Plusieurs événements vécus ces cinq derniers mois laissent poser des questions sur les valeurs républicaines de la Tunisie nouvelle.

Par Hatem Mliki*


Loin des polémiques académiques des chercheurs travaillant autour de la signification de la république, notons le consensus de tous  autour de l’idée que dans une république «l’autorité de l’Etat, qui doit servir le ‘‘bien commun’’, s’exerce par la loi sur des individus libres et égaux».

Ce constat simple ouvre droit à des questions de plus en plus pressantes: sommes-nous dans un régime républicain? Étions-nous dans une république? Nous dirigeons-nous vers une république?...

Bourguiba et la dissolution des règles républicaines

Sous Bourguiba, la Tunisie a mis en place des institutions dont le fonctionnement était clairement défini par des lois.
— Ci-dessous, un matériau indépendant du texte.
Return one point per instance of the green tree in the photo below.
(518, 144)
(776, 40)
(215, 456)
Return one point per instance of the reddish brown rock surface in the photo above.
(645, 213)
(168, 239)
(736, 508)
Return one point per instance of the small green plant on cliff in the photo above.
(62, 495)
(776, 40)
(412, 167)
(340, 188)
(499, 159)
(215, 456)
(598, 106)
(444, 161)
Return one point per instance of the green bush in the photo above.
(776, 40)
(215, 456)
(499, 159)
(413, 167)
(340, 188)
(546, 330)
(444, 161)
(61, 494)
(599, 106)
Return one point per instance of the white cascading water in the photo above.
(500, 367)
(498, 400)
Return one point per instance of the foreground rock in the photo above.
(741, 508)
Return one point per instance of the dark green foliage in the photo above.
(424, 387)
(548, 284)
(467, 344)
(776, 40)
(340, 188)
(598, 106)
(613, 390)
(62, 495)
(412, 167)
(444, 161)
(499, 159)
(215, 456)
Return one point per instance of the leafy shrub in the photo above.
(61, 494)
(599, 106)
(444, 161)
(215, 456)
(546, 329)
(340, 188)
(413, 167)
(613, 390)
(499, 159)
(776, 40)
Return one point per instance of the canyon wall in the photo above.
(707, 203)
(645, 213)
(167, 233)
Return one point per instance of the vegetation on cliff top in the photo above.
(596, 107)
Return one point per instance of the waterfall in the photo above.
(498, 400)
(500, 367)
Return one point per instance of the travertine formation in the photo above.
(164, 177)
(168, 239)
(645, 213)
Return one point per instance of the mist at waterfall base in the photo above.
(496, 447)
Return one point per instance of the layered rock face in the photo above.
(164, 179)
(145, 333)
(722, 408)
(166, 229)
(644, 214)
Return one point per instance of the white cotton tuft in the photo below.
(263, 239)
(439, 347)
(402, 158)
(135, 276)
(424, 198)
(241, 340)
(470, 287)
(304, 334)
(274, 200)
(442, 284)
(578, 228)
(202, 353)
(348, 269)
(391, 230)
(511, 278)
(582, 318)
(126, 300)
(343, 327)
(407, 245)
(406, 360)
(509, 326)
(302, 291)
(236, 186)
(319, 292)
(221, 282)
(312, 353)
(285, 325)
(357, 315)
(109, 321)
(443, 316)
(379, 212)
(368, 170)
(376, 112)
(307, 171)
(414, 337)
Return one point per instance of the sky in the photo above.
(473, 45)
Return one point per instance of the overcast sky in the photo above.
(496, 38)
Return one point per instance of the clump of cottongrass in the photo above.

Au début l’Etat exerçait son autorité sur la base de ces lois sauf qu’il avait une perception erronée du bien commun.

Habib Bourguiba et Wassila Ben Ammar.

Le traitement égal des citoyens a cessé de fonctionner et commence déjà la logique de ceux qui sont avec et ceux qui sont contre le régime. L’obstination de Bourguiba, le choix du parti unique et de la présidence à vie ont ouvert la porte à de multiples dérives du Psd. La liberté garantie par la république a ainsi pris un sale coup. L’honnêteté de Bourguiba, ses mains propres et son charisme n’ont pas pu empêcher la dissolution des règles républicaines qui ont cédé la place au favoritisme et à la répression.

Bilan de l’époque bourguibienne: l’autorité de l’Etat sert le bien commun tel que défini par le «Chef Suprême» et l’exerce à travers des lois républicaines sur des individus libres et égaux à l’intérieur du système et opprimés et inégaux dès qu’ils s’opposent au régime en place.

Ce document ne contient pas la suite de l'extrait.